The big story from last week’s Budget was clear – there is little room for manoeuvre on the economy unless we improve our productivity. And the lesson from yesterday’s industrial strategy is that the government does not have the ideas to fix it. You only have to spend five minutes in the company of economists to understand that our downgraded productivity forecasts spell real problems for Britain – particularly as we approach the full force of a chaotic Brexit.
It’s widely agreed that productivity holds the key to maintaining and building on our place as a world-leading economy. So how do we help our businesses, and the people employed by those businesses, to become more efficient?
There are two key pillars to put in place. Both of which were painfully lacking in the chancellor’s Budget. Both of which are about getting the basics right. And both of which a Labour government would deliver.
The first, and foremost, is education. The link between a strong education system and strong productivity is clear and established. It was extremely disappointing, therefore, to see no significant mention of education in the Budget.
In Croydon we have the largest number of young people in London, and we have 16,000 people in further education or apprenticeships. But the overall picture, in Croydon and beyond, is not a positive one. Further education institutions have been savaged by cuts and are increasingly having to scale back on the courses they can offer.
What’s more, there’s a growing crisis in our schools which threatens to undermine our local and national economy for a generation.
Recently, I surveyed more than 50 Croydon headteachers about the impact of current funding pressures. Nine out of 10 (93 per cent) told me that they have been forced to cut staff since 2015 due to lack of funding. Shockingly, 85 per cent have said they’ve been forced to cut support for children with special educational needs and two thirds have cut teaching assistants.
Labour would reverse the damaging real-terms cuts to schools funding, end the public sector pay cap which is damaging teacher retention, and create a unified national education service for England to move towards cradle-to-grave learning that is free at the point of use.
OECD research in 2015 found that Britain could add trillions to our economy if only we had the education standards of countries like Poland and Estonia. But listen to headteachers and they will tell you under this government our education standards are only going one way: backwards.
The second pillar to improve productivity, is, of course, infrastructure. London is our most productive location and where our housing shortage is most acute. And yet London has slipped to the bottom of the regional tables recently in terms of housebuilding. Sadiq Khan was right to say that this was the most anti-London budget in a generation. It didn’t offer a single extra penny in grants for affordable housing in London.

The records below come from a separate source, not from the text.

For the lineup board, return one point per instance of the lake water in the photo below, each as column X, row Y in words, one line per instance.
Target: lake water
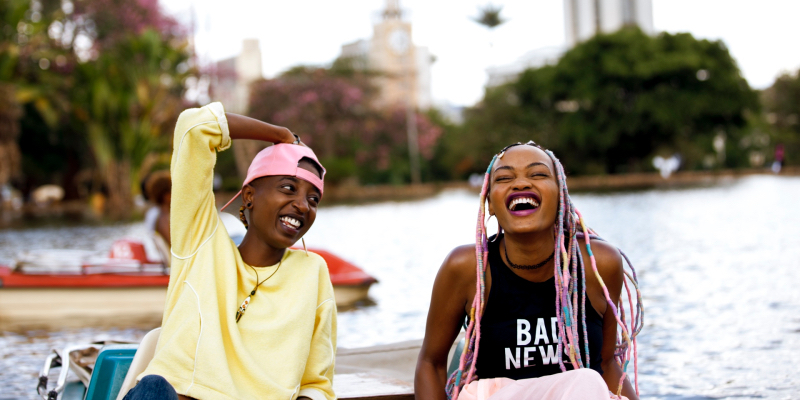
column 719, row 268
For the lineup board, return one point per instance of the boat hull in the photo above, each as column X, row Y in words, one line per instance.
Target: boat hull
column 27, row 308
column 59, row 308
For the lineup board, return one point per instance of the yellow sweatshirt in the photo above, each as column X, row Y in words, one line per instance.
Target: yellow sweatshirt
column 284, row 345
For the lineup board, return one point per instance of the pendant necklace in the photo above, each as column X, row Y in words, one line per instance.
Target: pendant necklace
column 246, row 302
column 527, row 267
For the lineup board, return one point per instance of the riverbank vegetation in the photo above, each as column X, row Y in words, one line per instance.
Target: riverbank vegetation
column 90, row 90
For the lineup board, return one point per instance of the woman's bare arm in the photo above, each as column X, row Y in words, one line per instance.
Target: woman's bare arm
column 453, row 288
column 609, row 265
column 242, row 127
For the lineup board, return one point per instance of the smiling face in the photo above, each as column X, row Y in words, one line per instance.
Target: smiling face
column 283, row 208
column 523, row 192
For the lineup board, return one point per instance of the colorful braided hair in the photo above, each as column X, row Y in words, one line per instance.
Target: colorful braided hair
column 569, row 228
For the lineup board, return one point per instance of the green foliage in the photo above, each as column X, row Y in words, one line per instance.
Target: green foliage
column 613, row 102
column 782, row 114
column 105, row 75
column 490, row 16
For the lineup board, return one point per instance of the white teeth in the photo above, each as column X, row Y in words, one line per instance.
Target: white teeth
column 521, row 200
column 291, row 221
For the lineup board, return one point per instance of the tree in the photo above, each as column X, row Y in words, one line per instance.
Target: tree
column 332, row 110
column 613, row 102
column 490, row 17
column 105, row 73
column 782, row 113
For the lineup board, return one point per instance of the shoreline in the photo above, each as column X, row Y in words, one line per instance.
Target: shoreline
column 338, row 195
column 79, row 211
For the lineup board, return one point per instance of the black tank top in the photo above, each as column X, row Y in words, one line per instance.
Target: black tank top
column 519, row 335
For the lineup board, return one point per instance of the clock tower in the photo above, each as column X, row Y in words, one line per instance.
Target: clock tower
column 404, row 68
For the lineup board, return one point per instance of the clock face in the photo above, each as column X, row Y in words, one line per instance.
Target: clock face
column 399, row 41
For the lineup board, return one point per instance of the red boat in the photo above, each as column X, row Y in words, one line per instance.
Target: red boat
column 75, row 288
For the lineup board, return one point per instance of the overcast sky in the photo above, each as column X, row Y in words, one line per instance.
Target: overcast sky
column 762, row 35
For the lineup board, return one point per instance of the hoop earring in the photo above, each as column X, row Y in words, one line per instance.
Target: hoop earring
column 242, row 217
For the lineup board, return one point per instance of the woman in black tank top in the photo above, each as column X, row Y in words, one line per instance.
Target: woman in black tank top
column 519, row 336
column 529, row 320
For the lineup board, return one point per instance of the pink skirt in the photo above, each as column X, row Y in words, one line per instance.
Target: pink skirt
column 585, row 384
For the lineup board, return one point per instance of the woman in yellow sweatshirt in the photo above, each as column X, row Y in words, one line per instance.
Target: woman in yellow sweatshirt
column 253, row 322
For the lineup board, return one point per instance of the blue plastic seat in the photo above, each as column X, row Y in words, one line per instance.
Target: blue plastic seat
column 109, row 371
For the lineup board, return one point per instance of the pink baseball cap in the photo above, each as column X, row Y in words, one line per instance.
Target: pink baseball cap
column 282, row 159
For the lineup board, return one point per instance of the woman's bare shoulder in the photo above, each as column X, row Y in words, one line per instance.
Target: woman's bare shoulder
column 459, row 266
column 608, row 258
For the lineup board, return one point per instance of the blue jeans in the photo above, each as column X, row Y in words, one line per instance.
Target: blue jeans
column 152, row 387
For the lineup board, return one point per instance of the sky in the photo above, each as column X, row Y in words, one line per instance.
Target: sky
column 763, row 35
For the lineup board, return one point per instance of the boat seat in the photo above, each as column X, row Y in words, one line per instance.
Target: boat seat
column 147, row 349
column 110, row 369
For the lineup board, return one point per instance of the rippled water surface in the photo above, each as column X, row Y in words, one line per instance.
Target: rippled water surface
column 719, row 268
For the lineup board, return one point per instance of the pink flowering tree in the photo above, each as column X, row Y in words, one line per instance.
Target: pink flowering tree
column 334, row 114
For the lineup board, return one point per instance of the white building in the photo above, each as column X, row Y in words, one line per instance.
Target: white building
column 231, row 83
column 405, row 68
column 586, row 18
column 582, row 20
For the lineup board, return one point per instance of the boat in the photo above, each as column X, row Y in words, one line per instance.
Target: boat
column 108, row 370
column 125, row 287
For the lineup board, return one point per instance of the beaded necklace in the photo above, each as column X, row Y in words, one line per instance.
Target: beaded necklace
column 246, row 302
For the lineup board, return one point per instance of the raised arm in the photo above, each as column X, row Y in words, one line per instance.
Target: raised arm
column 242, row 127
column 453, row 289
column 199, row 134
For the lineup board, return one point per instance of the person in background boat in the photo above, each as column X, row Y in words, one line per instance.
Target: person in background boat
column 151, row 215
column 159, row 187
column 253, row 322
column 527, row 328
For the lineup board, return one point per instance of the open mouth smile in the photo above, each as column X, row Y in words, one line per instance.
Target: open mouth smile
column 523, row 203
column 293, row 223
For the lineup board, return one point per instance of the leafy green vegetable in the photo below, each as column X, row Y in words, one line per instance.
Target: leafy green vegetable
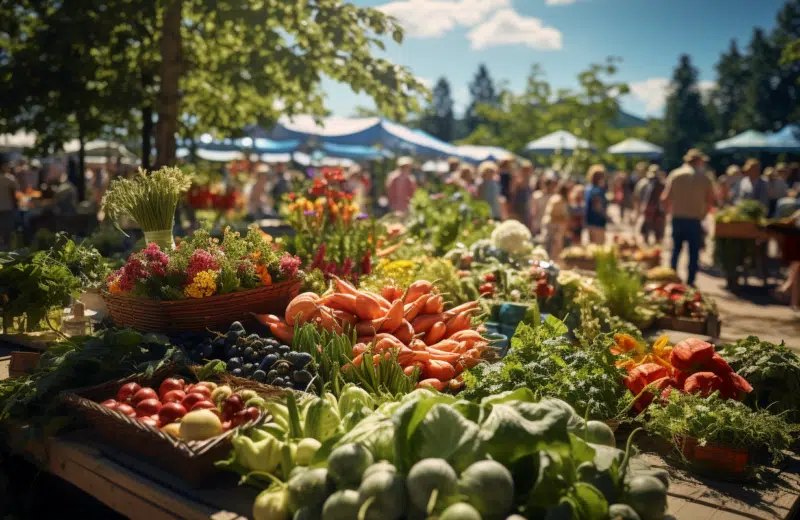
column 772, row 370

In Croydon, as in London overall, house prices have passed 10 times average earnings, making them completely unaffordable for average working families. Croydon council is doing its best to get homes built but they are hamstrung by government restrictions on borrowing to invest.
The government must change its mindset away from seeing housing as a commodity, to seeing housing as a pivotal means of increasing our nation’s productive potential. Housing is an enabler of growth – an investment like healthcare or education.
More housing will only help kickstart productivity if the right type of infrastructure supports it. Croydon council recently gave the green light to a transformative project led by Westfield and Hammerson which will bring thousands of new homes and a major new retail development to the centre of the town.
But alongside that, the council has £500m plan to provide the critical infrastructure to make this development work. Some 39 projects including station redevelopments; rail, road and tram improvements; cycle routes; schools and colleges; superfast broadband; and public realm improvements.
The government has rightly identified infrastructure and mobility as one of its industrial strategy “grand challenges”. But the scale and scope of the promised investment is simply not grand enough for this challenge. The £400m for electric cars will not help improve productivity in Croydon, where our railway has been operating over capacity and making commuters’ lives hell for years.
We should be looking at radical ways to transform rail in south London into an orbital, metro style system, not waiting until the system gets so bad that emergency funding is needed – as happened in January. We should be expanding on the success of the London Overground by giving TfL powers to join up suburban routes.
Rather than limiting to £31bn infrastructure investment, we should be capitalising on record low rates of borrowing to invest on the scale of Labour’s proposals, with a £250bn national transformation fund.
There are 14,000 small businesses in Croydon – they are the backbone of our economy. They need a skilled workforce and the right conditions to grow so some can become the future global corporations trading around the world.
The challenges we face, from AI to an ageing population from climate change to Brexit are very complex. And unless we put the strong foundations in place – improving our productivity through education and infrastructure – we don’t stand a chance.
Sarah Jones is MP for Croydon Central.